Other featured speakers during Thursday’s program included Youngstown Schools Superintendent Jeremy Batchelor; Paul Garchar, CEO of Potential Development School for Autism; and Mike Latessa, executive director of the Rich Center for Autism at Youngstown State University.

Batchelor highlighted various district achievements, including five-star ratings for Youngstown Rayen Early College High School and Choffin Career & Technical Center. “Only urban career tech center that is five star,” he said.
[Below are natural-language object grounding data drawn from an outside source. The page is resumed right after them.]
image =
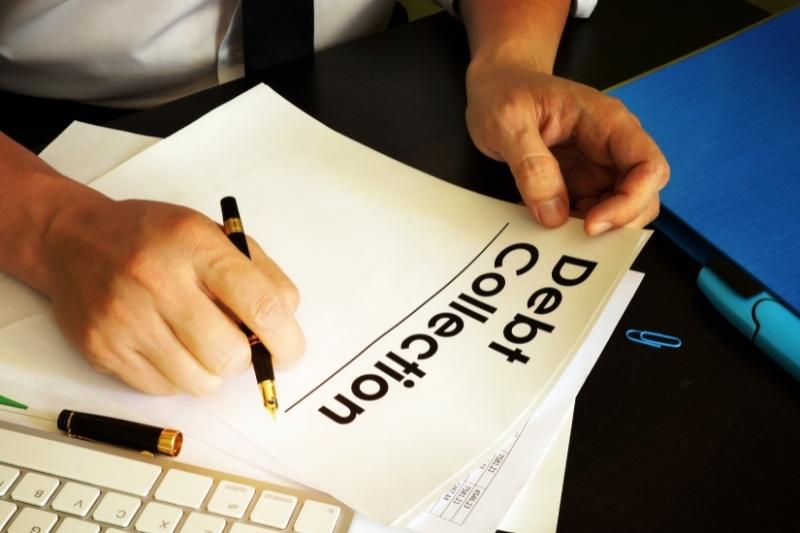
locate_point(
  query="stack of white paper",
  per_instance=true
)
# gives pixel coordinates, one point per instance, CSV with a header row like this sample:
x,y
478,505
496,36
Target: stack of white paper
x,y
439,321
The district also is “working to change the culture” in terms of behavior in the schools.

“Teachers have to be free to teach; students have to be free to learn,” he said.  

In addition, the district is surveying the community to identify “the top seven durable skills and competencies you believe that our students need to have to be successful,” he said.

Garchar and Latessa shared the stage to discuss the work their organizations do ahead of Autism Awareness Month in April.

Mike Latessa, executive director of the Rich Center for Autism at Youngstown State University, speaks during Thursday’s event. At right is Paul Garchar, CEO of Potential Development School for Autism.

With a diagnosis rate of 1 in 36 currently, it is likely that an employer has someone on the autism spectrum or has an employee with a child on the spectrum, Latessa said.

Garchar pointed to the “vast array of services” available locally to people affected by Autism, including the Rich Center and Potential Development, as well as residential programs such as Dylan’s House and workforce development programs.

Pictured at top: Youngstown Mayor Jamael Tito Brown speaks during Thursday’s event.